The key prediction is that this transition should occur around 32 solar radii from the Sun, where the azimuthal velocity component reaches a maximum of approximately 64 km/s before declining in the Parker spiral regime.

Key Result: Plot 4 (VA/|vφ|) shows the corotation radius where this ratio equals 1.0, marking the transition from co-rotation dominated to Alfvén speed dominated dynamics.

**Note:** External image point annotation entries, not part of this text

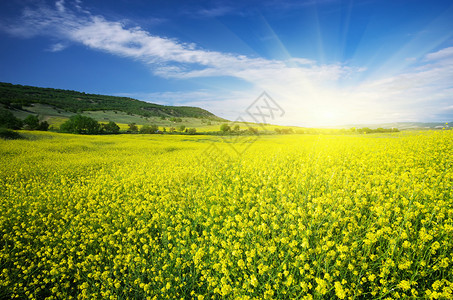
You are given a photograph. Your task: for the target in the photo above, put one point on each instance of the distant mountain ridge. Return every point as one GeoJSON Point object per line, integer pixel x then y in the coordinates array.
{"type": "Point", "coordinates": [16, 96]}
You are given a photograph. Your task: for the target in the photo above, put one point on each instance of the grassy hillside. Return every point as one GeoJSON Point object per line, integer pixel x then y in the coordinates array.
{"type": "Point", "coordinates": [20, 97]}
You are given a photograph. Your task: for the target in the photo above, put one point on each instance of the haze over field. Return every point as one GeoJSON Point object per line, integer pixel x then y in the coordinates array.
{"type": "Point", "coordinates": [325, 62]}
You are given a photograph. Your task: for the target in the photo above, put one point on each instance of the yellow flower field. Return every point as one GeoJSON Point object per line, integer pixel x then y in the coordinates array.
{"type": "Point", "coordinates": [293, 217]}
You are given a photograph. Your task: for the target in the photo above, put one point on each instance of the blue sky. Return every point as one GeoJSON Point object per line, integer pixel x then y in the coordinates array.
{"type": "Point", "coordinates": [325, 62]}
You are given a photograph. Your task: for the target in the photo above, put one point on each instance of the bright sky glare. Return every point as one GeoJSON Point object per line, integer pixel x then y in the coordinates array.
{"type": "Point", "coordinates": [326, 62]}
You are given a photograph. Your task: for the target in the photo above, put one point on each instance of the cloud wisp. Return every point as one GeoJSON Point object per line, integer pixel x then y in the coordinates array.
{"type": "Point", "coordinates": [311, 92]}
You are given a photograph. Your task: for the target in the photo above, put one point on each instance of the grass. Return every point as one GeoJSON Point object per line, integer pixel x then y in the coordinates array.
{"type": "Point", "coordinates": [173, 216]}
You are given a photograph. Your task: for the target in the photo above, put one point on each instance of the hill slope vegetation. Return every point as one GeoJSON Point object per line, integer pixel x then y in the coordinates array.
{"type": "Point", "coordinates": [19, 96]}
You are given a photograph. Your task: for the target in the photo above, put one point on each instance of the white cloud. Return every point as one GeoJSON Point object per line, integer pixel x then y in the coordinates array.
{"type": "Point", "coordinates": [310, 93]}
{"type": "Point", "coordinates": [57, 47]}
{"type": "Point", "coordinates": [441, 54]}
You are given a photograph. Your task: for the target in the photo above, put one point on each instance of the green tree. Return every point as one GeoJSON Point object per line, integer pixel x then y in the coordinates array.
{"type": "Point", "coordinates": [8, 120]}
{"type": "Point", "coordinates": [111, 127]}
{"type": "Point", "coordinates": [31, 122]}
{"type": "Point", "coordinates": [225, 128]}
{"type": "Point", "coordinates": [43, 126]}
{"type": "Point", "coordinates": [191, 130]}
{"type": "Point", "coordinates": [149, 129]}
{"type": "Point", "coordinates": [81, 125]}
{"type": "Point", "coordinates": [132, 127]}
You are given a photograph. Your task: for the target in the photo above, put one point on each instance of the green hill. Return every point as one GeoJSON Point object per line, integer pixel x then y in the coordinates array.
{"type": "Point", "coordinates": [19, 97]}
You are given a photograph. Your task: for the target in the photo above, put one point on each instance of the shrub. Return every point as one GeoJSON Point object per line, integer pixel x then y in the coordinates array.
{"type": "Point", "coordinates": [8, 120]}
{"type": "Point", "coordinates": [149, 129]}
{"type": "Point", "coordinates": [81, 125]}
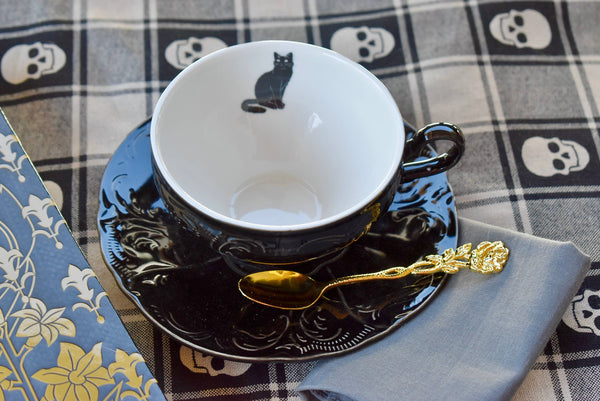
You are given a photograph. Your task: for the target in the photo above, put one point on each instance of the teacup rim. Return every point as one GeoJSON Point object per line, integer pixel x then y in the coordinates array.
{"type": "Point", "coordinates": [392, 173]}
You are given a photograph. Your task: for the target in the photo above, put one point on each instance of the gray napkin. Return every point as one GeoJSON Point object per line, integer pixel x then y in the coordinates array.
{"type": "Point", "coordinates": [478, 338]}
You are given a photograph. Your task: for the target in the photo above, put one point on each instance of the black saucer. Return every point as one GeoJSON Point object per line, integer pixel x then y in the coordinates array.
{"type": "Point", "coordinates": [191, 293]}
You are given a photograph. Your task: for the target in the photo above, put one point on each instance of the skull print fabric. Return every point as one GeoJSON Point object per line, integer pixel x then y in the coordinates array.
{"type": "Point", "coordinates": [23, 62]}
{"type": "Point", "coordinates": [521, 78]}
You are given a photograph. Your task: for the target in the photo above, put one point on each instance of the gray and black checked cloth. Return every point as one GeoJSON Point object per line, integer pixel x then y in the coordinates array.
{"type": "Point", "coordinates": [522, 78]}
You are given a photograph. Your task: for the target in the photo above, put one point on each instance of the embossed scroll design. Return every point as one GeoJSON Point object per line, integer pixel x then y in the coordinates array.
{"type": "Point", "coordinates": [35, 323]}
{"type": "Point", "coordinates": [178, 281]}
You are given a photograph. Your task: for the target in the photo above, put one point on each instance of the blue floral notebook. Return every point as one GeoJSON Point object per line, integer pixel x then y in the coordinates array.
{"type": "Point", "coordinates": [60, 338]}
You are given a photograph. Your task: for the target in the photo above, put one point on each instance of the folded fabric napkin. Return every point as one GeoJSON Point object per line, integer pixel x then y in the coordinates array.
{"type": "Point", "coordinates": [476, 340]}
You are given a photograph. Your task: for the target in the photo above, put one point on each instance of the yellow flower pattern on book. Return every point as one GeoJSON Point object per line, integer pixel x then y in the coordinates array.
{"type": "Point", "coordinates": [36, 322]}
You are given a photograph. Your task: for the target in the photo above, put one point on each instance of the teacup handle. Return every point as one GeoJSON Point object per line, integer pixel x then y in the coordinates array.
{"type": "Point", "coordinates": [440, 163]}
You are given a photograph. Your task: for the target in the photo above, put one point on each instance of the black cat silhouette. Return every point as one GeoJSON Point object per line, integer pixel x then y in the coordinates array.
{"type": "Point", "coordinates": [270, 86]}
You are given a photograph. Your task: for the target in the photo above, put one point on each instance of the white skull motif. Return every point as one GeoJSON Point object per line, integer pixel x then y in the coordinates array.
{"type": "Point", "coordinates": [527, 28]}
{"type": "Point", "coordinates": [197, 362]}
{"type": "Point", "coordinates": [23, 62]}
{"type": "Point", "coordinates": [183, 52]}
{"type": "Point", "coordinates": [363, 44]}
{"type": "Point", "coordinates": [547, 157]}
{"type": "Point", "coordinates": [583, 315]}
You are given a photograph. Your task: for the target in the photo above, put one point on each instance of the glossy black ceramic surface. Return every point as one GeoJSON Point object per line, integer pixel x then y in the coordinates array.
{"type": "Point", "coordinates": [190, 291]}
{"type": "Point", "coordinates": [282, 247]}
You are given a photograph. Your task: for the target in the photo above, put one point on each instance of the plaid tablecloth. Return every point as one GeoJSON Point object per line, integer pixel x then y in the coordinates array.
{"type": "Point", "coordinates": [522, 78]}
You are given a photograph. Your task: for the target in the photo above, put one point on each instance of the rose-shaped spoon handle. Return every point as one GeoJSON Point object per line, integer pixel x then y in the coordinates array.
{"type": "Point", "coordinates": [286, 289]}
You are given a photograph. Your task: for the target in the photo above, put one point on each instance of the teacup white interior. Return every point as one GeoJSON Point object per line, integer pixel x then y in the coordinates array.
{"type": "Point", "coordinates": [333, 147]}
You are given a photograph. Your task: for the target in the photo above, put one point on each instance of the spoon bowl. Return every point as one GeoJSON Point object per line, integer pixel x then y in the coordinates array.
{"type": "Point", "coordinates": [285, 289]}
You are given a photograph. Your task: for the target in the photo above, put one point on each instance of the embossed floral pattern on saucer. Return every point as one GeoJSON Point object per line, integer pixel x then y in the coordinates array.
{"type": "Point", "coordinates": [190, 292]}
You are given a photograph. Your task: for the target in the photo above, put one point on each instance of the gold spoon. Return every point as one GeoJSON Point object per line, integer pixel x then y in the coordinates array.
{"type": "Point", "coordinates": [286, 289]}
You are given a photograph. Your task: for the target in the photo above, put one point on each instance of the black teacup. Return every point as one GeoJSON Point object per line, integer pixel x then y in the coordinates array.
{"type": "Point", "coordinates": [280, 152]}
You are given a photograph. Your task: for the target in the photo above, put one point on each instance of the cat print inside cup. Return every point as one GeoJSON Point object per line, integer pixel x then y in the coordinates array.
{"type": "Point", "coordinates": [298, 169]}
{"type": "Point", "coordinates": [271, 85]}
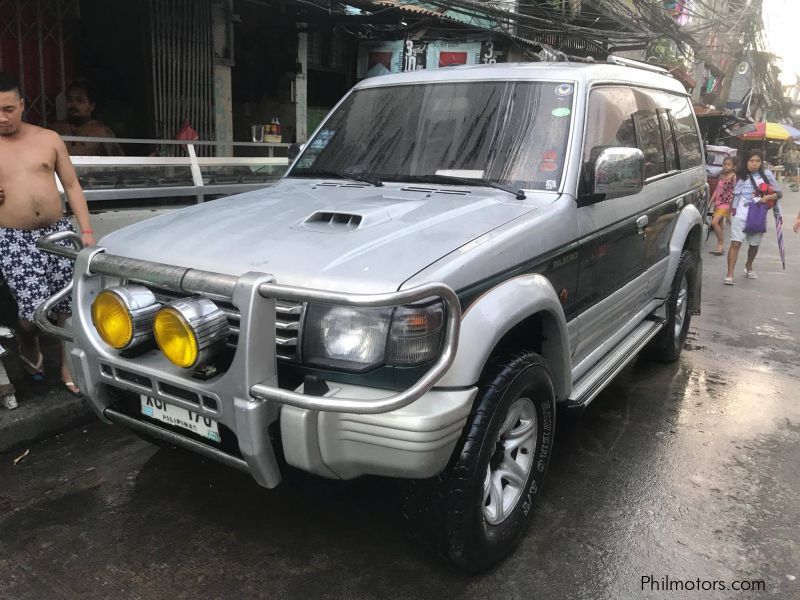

1. Radial Magnetic Field Component
Shows Br/B as a function of radius for different azimuthal angles. In the co-rotating frame, magnetic field lines should be nearly radial (Br/B ≈ 1) until the corotation radius, where they begin to spiral and Br/B decreases.
Br/B vs Radius
2. Alfvén Speed Distribution
Spatial distribution of Alfvén speed (VA) in the equatorial plane. The Alfvén speed increases initially (rho falls more rapidly than B), then decreases modestly (or remains approximately constant based on B~r-1 and rho~r-2 arguments) out to 1 AU.
Alfven Speed Distribution
3. Azimuthal Velocity (vφ)
Shows the azimuthal velocity component in the equatorial plane. According to Schulz's hypothesis, this should reach a maximum around 32 R (~64 km/s) before declining as the Parker spiral forms.
Azimuthal Velocity
4. Corotation Parameter (VA/|vφ|)
Critical plot: The white contour at VA/|vφ| = 1.0 marks the corotation radius where Alfvén speed equals the co-rotation velocity. This is where the transition to Parker spiral should begin according to Schulz (1973).
Corotation Parameter
5. Magnetic Field Lines and Corotation Surface
Magnetic field lines traced in the equatorial plane, colored by polarity (red=outward, blue=inward). The black contour shows the corotation radius. Field lines should transition from radial to spiral geometry at this boundary.
Field Lines and Corotation
6. Alfvén Mach Number (MA)
Ratio of radial velocity to Alfvén speed (MA = |vr|/VA). The white contour at MA = 1.0 shows the Alfvén critical surface where the solar wind becomes super-Alfvénic.
Alfven Mach Number
Initial Conclusions: Unfortunately, the simulation doesn't go out far enough to make any definitive conclusions about the transition. Plot 5 shows that most of the region in the equatorial plane is inside the r_c boundary. I'll try to get a solution where we merged the coronal and heliospheric solutions into a single, continuous dataset, or re-run this out out to 50 Rs, say.

References:
• Schulz, M. (1973). "Interplanetary Sector Structure and the Heliomagnetic Equator." Astrophysics and Space Science, 24, 371-383.
• Weber, E. J., & Davis, L. (1967). "The Angular Momentum of the Solar Wind." Astrophysical Journal, 148, 217-227.
• Kasper, J. C., et al. (2019). Parker Solar Probe observations confirming azimuthal velocity structure.